US senators issue NATO ultimatum to Türkiye

Turkish Interior Minister Suleyman Soylu accused US ambassador Jeffry Flake of trying to “confuse” people in the host nation and told him to get his “filthy hands” off of it. He has previously claimed that Western nations were waging “psychological warfare” to undermine tourism in Türkiye.

“I’m telling you very clearly, get your filthy hands off Türkiye. I know clearly what you have done, what steps you have taken, and how you want to confuse Türkiye,” the minister said in a speech on Friday.

A group of 25 US senators from the two main parties has informed President Joe Biden that Congress will not approve the sale of F-16 fighters to Türkiye unless Ankara approves Sweden and Finland’s applications for NATO membership.

The US previously kicked Türkiye out of a program to buy F-35 fighter jets over Ankara’s purchase of Russian-made S-400 air defense systems. The two NATO members later negotiated a deal for 40 new F-16 jets and 79 modernization kits, which must be approved by the US Congress. The Senate NATO Observer Group on Thursday let Biden know that it will require a quid pro quo to allow the deal go through.

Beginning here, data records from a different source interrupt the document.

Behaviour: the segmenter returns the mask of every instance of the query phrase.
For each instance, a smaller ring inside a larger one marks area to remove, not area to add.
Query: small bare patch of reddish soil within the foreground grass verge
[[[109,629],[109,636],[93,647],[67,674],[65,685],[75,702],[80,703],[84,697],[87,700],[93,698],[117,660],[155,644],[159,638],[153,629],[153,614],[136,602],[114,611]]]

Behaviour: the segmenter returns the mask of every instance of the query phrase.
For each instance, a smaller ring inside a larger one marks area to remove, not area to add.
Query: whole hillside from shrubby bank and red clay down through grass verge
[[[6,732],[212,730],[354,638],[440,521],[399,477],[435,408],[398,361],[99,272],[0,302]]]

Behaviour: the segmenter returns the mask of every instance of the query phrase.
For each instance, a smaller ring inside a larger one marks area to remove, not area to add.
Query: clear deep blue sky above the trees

“Congress cannot consider future support for Türkiye, including the sale of F-16 fighter jets, until Türkiye completes ratification of the accession protocols,” says the letter, signed by Democrats and Republicans alike and made public by Senator Jeanne Shaheen of New Hampshire.

Ankara is holding up the applications by Stockholm and Helsinki “at a key moment in history,” namely the Russia-Ukraine conflict, the senators noted.

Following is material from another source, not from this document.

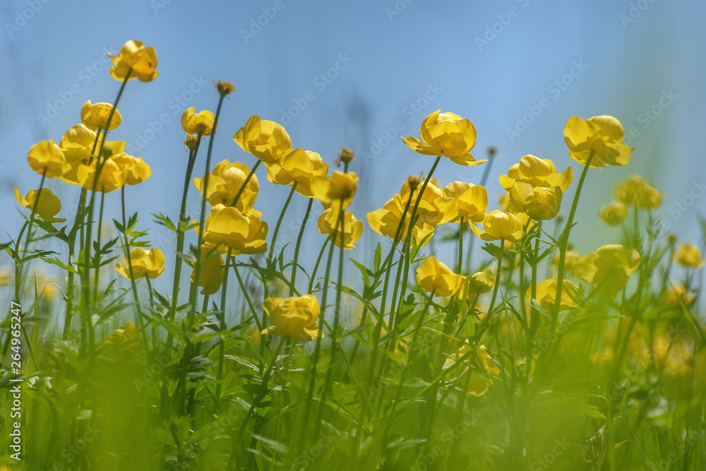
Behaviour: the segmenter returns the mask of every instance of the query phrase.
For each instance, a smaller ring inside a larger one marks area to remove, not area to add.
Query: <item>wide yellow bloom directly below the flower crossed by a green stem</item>
[[[214,246],[226,245],[233,255],[262,254],[267,250],[268,225],[260,216],[254,210],[244,215],[232,206],[215,205],[206,218],[203,240]],[[194,229],[198,232],[198,225]]]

Senate Foreign Relations Committee chair Bob Menendez, a New Jersey Democrat, has already voiced his opposition to F-16 sales to Türkiye. He did not sign the letter. In last week’s hearing before the committee, Under Secretary of State for Political Affairs Victoria Nuland said the State Department had made it clear to Türkiye that “Congress is likely to look far more favorably on that after ratification,” referring to the F-16s.

Turkish President Recep Tayyip Erdogan told parliament in Ankara on Wednesday that “there would be a price” to pay if the US reneges on the F-16 deal. Asked to clarify the remarks on Thursday, his spokesman Ibrahim Kalin told CNN International that it was referring to the US military industry.

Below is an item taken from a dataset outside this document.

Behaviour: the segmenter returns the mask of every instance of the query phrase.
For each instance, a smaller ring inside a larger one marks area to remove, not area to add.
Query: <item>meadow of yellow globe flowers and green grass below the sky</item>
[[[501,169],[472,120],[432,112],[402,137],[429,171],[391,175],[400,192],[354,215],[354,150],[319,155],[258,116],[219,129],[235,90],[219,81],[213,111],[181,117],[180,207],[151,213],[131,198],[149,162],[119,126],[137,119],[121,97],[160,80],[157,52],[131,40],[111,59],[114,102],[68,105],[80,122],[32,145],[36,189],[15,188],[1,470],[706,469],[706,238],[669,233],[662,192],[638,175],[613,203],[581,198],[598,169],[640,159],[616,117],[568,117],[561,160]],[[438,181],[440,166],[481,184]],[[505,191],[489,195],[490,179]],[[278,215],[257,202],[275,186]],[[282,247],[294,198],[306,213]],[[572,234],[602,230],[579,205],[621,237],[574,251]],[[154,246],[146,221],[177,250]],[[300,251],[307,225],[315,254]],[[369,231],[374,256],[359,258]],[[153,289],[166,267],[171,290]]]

“We have been developing our own national capabilities,” Kalin said. “Our drones have really shown to the world how capable they are in [the] worst moments, in our defense. So we will simply develop our own national capabilities and the US defense companies will be on the losing end in all of this.”

“If the American Congress makes NATO accession process a precondition for the F-16 program, they can wait for a long time, we are not tying the two together,” he added.

Sweden and Finland announced they would end their historic neutrality and apply to the US-led military bloc last year, citing the events in Ukraine. All NATO members have ratified their admission, save for Hungary and Türkiye. While Budapest is scheduled to vote next month, Ankara said it would only back Helsinki and not Stockholm.

Kalin said that Ankara had no problems with Finland, but that Sweden has failed to live up to the deal struck last summer concerning the Kurdish activists Türkiye has labeled as terrorists. He also pointed to the recent incident involving the burning of the Koran outside the Turkish Embassy in Stockholm, calling it “completely unacceptable.”